4. Creating an IAM Role with a Trust Policy
To begin, sign in to the AWS Management Console and navigate to the IAM console. As part of the process, I will first create a new user account to refresh my skills and ensure a solid understanding of the foundational steps. Afterward, I will proceed to create the IAM role with the trust policy.
5. After entering the username, simply click "Next" since no further configuration is required for this step. In this case, I have created the user with the name "test-user."
6. Great! You can now see the new user that i have created.
7. Next, we’ll click on the new user, then enable console access. At this stage, we’ll also need to create the user’s credentials, specifically the password. There is also an option to auto-generate the password if preferred.
8. After completing the previous steps, you will see a pop-up with the login credentials. Make sure to copy this information to a notepad or another secure location, as you will need it to sign in to the new user account "test-user."
9. Next, we’ll sign in to the "test-user" account.
10. I have successfully logged into the "test-user" account, and we can see that the user has no permissions assigned.
11. Back to the root user, in the navigation pane, select "Roles" and then click "Create role."
12. Choose “AWS account” as the trusted entity type. Be careful at this step, as you are creating a role for all users.
13. At this step, you can choose which account you want to use if you wish to assume the role using a different root account. However, for me, I used my parent root account, which is the default ,then click next.
14. now you have to filter at this case i am creating s3-access , as seen below then click s3FullAccess
15. Next, you will be directed to the dashboard. Edit the name of the role you're creating. For me, I used "s3-Full-Access."
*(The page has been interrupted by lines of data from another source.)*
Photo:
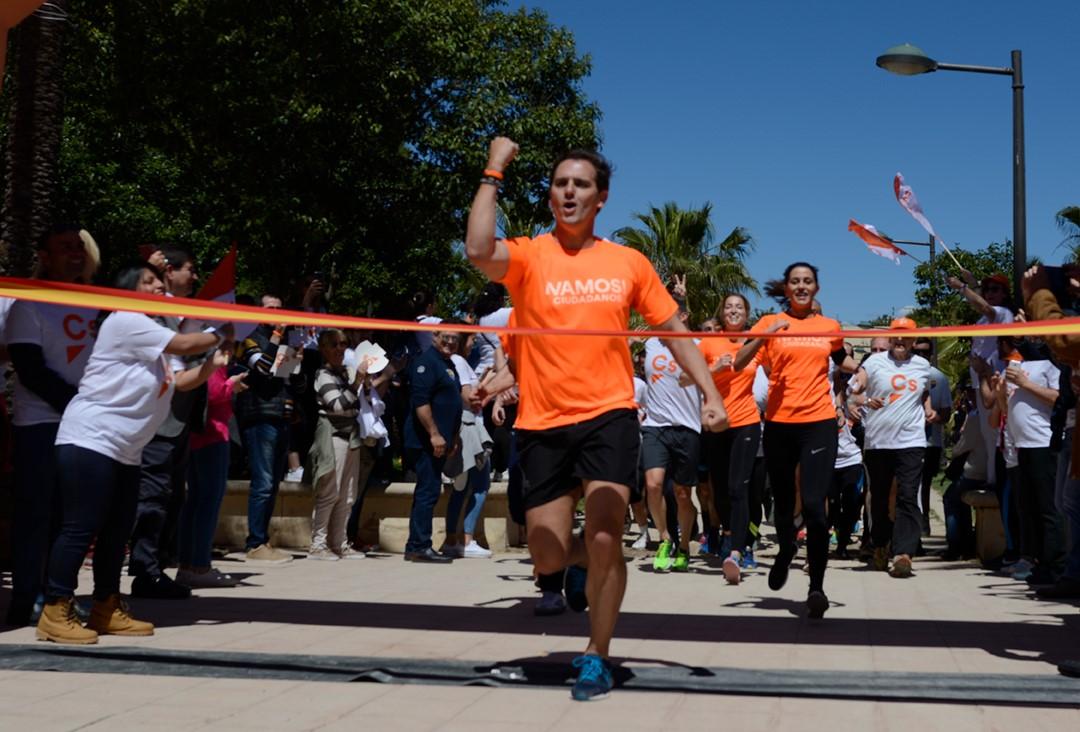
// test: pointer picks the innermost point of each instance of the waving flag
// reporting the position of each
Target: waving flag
(221, 287)
(905, 197)
(877, 243)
16. Great! We have now successfully created the role, and we can see it added to our roles list.
17. Next, we’ll create a policy. Navigate to Users, then click on "test-user." Under Add permissions, click Create inline policy.
18. I used JSON to edit my policy.
19. And I have successfully created the policy.
20. We can now see that the "test-user" has been assigned the policy "s3-Full-Access-Policy."
21. Navigate to Roles and click on the role that we created. You’ll see a link to switch roles in the console. Copy this link and paste it into an incognito browser window where you have signed in as "test-user."
22. After loading that link this is the dashboard you will have ,you can write the display- name or leave it its optional
23. Hurray! We have successfully assumed the role for our "test-user." Now, the user can access the S3 bucket.
24. To switch back to your normal user, simply click on the user icon at the top, which will open a pop-out, then click Switch back.
25.
Conclusion
In this demo, I successfully created an IAM user, role, and policy, then assigned the appropriate permissions. I also demonstrated how to assume the role to access an S3 bucket. This process showcases the flexibility and security of AWS IAM in managing user access and delegating permissions.